Dentre os fatores perinatais, a obesidade materna foi identificada como elemento que tem relação direta com a obesidade infantil, não pela mediação das práticas alimentares, mas sim pela questão genética, tornando-as mais suscetíveis ao desenvolvimento de sobrepeso e/ou obesidade. 

Nos aspectos biológicos, o peso do bebê, ao nascer, acima de quatro quilos permaneceu como importante fator de risco para o desenvolvimento de excesso de peso na infância. Igualmente, uma má educação alimentar mantém-se como fator relevante para o desenvolvimento de obesidade e sobrepeso, realidade identificada nessa pesquisa de doutorado. A questão do desmame precoce se coloca como importante, tendo em vista que a amamentação foi identificada como fator de proteção contra essas morbidades.
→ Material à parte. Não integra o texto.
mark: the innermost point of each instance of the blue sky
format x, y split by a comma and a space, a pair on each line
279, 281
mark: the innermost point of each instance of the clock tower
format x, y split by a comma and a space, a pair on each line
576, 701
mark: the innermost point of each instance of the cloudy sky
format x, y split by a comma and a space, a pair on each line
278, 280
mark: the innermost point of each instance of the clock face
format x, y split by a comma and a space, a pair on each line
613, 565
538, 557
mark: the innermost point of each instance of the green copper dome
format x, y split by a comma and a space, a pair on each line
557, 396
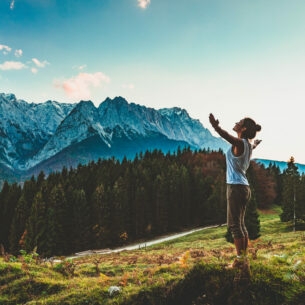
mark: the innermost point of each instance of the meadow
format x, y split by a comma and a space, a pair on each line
191, 270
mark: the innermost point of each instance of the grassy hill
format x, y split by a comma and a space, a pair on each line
191, 270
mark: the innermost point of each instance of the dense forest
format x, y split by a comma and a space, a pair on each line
109, 203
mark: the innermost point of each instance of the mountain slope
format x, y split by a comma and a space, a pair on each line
50, 135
O consumo de vegetais, juntamente com a prática de atividades físicas e com o estilo alimentar dos pais, evidenciou menores índices de obesidade infantil.
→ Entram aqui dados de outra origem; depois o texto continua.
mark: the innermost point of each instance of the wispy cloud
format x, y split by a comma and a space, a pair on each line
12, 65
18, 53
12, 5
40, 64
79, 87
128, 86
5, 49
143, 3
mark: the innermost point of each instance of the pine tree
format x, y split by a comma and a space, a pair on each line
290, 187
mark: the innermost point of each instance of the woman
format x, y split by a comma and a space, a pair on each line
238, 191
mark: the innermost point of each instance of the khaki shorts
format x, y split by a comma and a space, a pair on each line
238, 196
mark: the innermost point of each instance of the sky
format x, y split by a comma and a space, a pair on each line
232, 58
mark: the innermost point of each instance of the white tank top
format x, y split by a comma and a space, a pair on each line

Fonte: Universidade Federal de São Paulo

Nesse sentido, estudos que considerem a realização de atividades físicas, educação nutricional, incentivo ao consumo de frutas e verduras apresentaram efeitos positivos na redução de sobrepeso e obesidade em crianças em idade escolar. Interessante destacar que houve uma diferença na resposta entre meninos e meninas, já que elas apresentaram melhor resposta com intervenções comportamentais, enquanto que eles responderam melhor com intervenções de ordem estrutural. Podemos entender intervenções comportamentais como, por exemplo, ações que envolvem orientação, melhorando o nível de informações que as crianças têm sobre alimentação. Já as intervenções estruturais são aquelas que atuam diretamente nos fatores que influenciam o que se deseja alterar. Sendo a obesidade infantil, ações que incluam a prática de exercícios físicos e/ou o consumo de alimentos saudáveis seriam exemplos de intervenções de ordem estrutural.  
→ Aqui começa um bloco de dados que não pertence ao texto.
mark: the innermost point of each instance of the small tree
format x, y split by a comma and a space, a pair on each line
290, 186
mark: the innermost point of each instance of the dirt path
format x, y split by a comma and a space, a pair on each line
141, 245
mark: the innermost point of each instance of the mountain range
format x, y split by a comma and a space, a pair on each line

A pesquisa da Sabrina identificou que apenas fatores socioeconômicos não são suficientes para explicar a crescente obesidade infantil. Esses fatores foram bastante significantes em 1987, entretanto, vinte anos depois, os determinantes dessa morbidade tiveram mudanças consideráveis. Ficou evidenciada a importância de mudanças no ambiente familiar e nas condutas nutricionais das crianças.

Conforme já citado, o estado nutricional das crianças brasileiras tem revelado modificações, demonstrando o contexto de transição epidemiológica da desnutrição para obesidade infantil. Essa pesquisa identificou que houve uma inversão das prevalências de desnutrição e obesidade infantis entre os anos de 1994 e 2001, no estado do Ceará. Isso porque, nesse período, o número de crianças pré-escolares com desnutrição caiu 42%, sendo que o de sobrepeso cresceu quase 100% e a obesidade infantil aumentou mais de 300%.

Com esses dados, por mais que não possam ser generalizáveis para outras realidades, é possível concluir sobre a importância de formular políticas públicas que incluam a nutrição como eixo estruturante no campo da infância e juventude. Alimentação é uma questão de saúde coletiva e não deve ser negligenciada.